Se houver história ou profissão (por exemplo, creche, instituição asilar) que sugira exposição, ou se os testes da função hepática estiverem anormais, indica-se um screening para hepatite A.
Se houver sinais de botulismo (paralisia de nervos cranianos, fraqueza óculo-bulbar e paralisia flácida simétrica descendente na ausência de febre), secreções séricas, das fezes ou gástricas, ou amostras de alimentos devem ser enviados para detecção da toxina.[49] Não aguarde os resultados dos testes antes de administrar antitoxina botulínica se o paciente estiver sintomático e houver suspeita de botulismo.[49]
Exames de imagem/endoscopia/patologia
Os exames de imagem e os estudos endoscópicos não são necessários em doenças leves e não complicadas e em pacientes cuja doença está se resolvendo ou melhorando.

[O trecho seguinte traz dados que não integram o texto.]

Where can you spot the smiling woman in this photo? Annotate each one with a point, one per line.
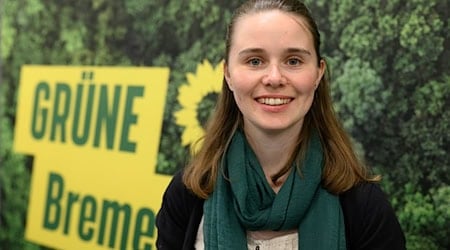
(276, 170)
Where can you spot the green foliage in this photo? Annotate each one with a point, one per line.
(426, 217)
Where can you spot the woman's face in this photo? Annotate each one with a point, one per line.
(272, 70)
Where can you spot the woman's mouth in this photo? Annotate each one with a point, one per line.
(273, 101)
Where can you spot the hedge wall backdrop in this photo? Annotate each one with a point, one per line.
(390, 70)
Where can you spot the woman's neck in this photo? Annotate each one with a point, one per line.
(273, 151)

Deve-se solicitar uma série de exames abdominais com urgência para pacientes com dor intensa ou sintomas obstrutivos, ou quando houver suspeita de perfuração.

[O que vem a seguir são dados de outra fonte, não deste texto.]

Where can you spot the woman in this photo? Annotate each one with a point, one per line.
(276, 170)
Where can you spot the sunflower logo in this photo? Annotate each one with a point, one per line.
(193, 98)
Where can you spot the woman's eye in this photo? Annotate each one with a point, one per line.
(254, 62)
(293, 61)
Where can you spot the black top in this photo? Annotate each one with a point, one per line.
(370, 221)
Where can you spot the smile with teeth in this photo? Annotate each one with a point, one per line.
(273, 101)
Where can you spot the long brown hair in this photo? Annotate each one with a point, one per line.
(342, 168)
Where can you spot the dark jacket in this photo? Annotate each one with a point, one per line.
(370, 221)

A sigmoidoscopia é considerada nos pacientes com diarreia sanguinolenta nos quais não tiver sido identificado nenhum patógeno entérico, com diarreia hemorrágica que persiste ou aumenta em gravidade, e nos pacientes cujo quadro clínico e resultados dos exames forem incompatíveis com um diagnóstico de enfermidade transmitida por alimentos. A sigmoidoscopia pode ser útil para diagnosticar doença inflamatória intestinal, diarreia associada a antibióticos, shigelose e disenteria amebiana. É necessário obter uma biópsia do tecido, embora raramente seja útil, pois normalmente demonstra apenas resposta inflamatória aguda. A biópsia pode diferenciar a doença inflamatória intestinal da enterite infecciosa aguda ou da colite pela presença de alterações arquiteturais de criptas, como ramificações ou escassez das criptas. No entanto, essas características levam várias semanas para se desenvolverem, e é pouco provável que estejam presentes em uma colite infecciosa. A microscopia eletrônica do tecido biopsiado é útil quando existe suspeita de parasitas intracelulares (Cryptosporidium ou Cyclospora cayetanensis). A colonoscopia deve ser reservada para os pacientes nos quais a sigmoidoscopia não produzir um diagnóstico, ou para oa pacientes com sintomas persistentes ou que não apresentarem resposta ao tratamento inicial.
A endoscopia digestiva alta com aspirado duodenal, com ou sem biópsia, é considerada para os pacientes imunocomprometidos, que estiverem recebendo quimioterapia, e os pacientes com sintomas persistentes e graves com duração de mais de 5 dias, e aqueles que não responderem bem ao tratamento inicial. O aspirado duodenal é invasivo, mas pode ser usado para diagnosticar infecção por Giárdia, Strongyloides, Cystoisospora ou microsporídia quando os outros testes não conseguirem revelar o diagnóstico.[40]